Vector-borne diseases pose a rising global health challenge, necessitating the development of safe and effective pest protection agents. Here, we report a highly selective biocatalytic direct Prins cyclohydration for the synthesis of (1R)-cis-p-menthane-3,8-diol (PMD), a natural insect repellent with high efficacy. By strategically engineering squalene-hopene cyclases (SHCs), we achieved >96% diastereomeric excess, surpassing previous synthetic methods.
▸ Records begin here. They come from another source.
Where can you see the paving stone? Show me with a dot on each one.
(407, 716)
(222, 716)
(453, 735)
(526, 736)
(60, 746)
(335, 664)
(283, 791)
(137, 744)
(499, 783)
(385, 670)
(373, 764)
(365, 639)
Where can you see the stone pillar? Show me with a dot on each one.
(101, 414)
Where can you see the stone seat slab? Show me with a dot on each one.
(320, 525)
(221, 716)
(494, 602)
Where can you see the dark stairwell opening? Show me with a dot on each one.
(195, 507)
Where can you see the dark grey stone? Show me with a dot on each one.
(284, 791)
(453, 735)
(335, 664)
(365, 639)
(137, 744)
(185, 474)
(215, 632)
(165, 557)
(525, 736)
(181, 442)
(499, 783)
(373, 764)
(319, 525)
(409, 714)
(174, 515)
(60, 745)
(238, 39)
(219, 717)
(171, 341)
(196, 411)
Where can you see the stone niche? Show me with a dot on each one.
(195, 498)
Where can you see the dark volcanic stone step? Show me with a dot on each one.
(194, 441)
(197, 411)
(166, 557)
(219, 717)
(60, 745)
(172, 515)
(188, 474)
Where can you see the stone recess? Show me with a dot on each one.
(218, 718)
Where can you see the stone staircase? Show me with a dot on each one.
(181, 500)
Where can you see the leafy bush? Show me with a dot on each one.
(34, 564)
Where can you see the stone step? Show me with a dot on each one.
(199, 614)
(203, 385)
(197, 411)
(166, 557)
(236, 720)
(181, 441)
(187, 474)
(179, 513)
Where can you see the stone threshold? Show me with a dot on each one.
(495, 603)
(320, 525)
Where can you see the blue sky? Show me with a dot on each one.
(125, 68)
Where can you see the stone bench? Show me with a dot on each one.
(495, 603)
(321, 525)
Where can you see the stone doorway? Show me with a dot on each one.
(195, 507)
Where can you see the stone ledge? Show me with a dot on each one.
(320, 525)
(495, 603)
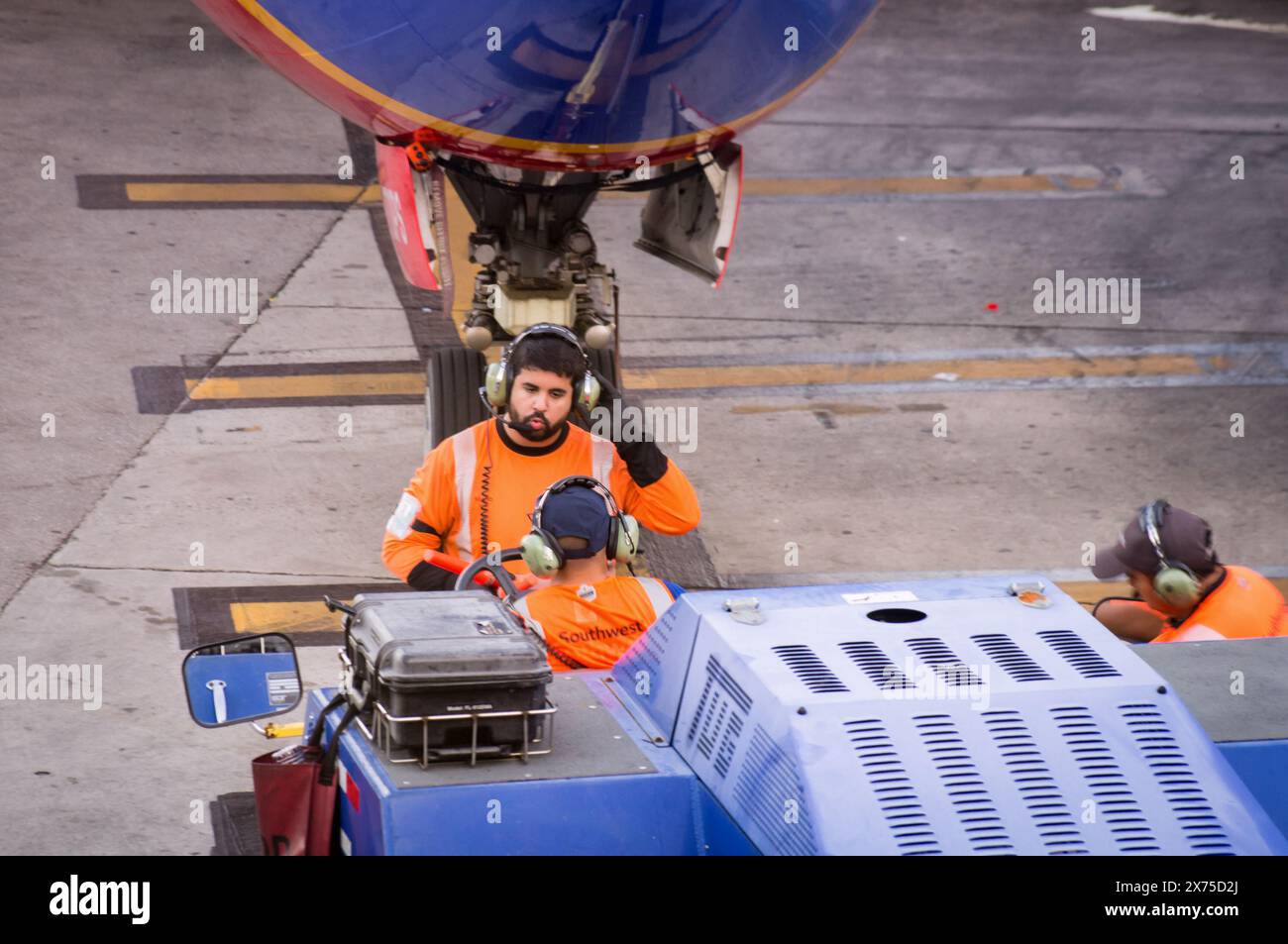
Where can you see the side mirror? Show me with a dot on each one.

Structural and mechanistic analyses suggest direct Prins cyclohydration and a precisely positioned water molecule within the enzyme's active pocket adjacent to the final carbocation that drives hydration and catalytic efficiency. Fine-tuning the biocatalytic setup enabled preparative scale production, without losing much product selectivity. Moreover, we demonstrate access to the other naturally occurring PMD isomers from (R)- and (S)-citronellal, as well as a one-pot cascade starting from E/Z-citral. This study paves the way for highly selective access to stereodefined terpene-derived repellents and establishes engineered squalene-hopene cyclases as a tool for direct asymmetric Prins cyclohydration.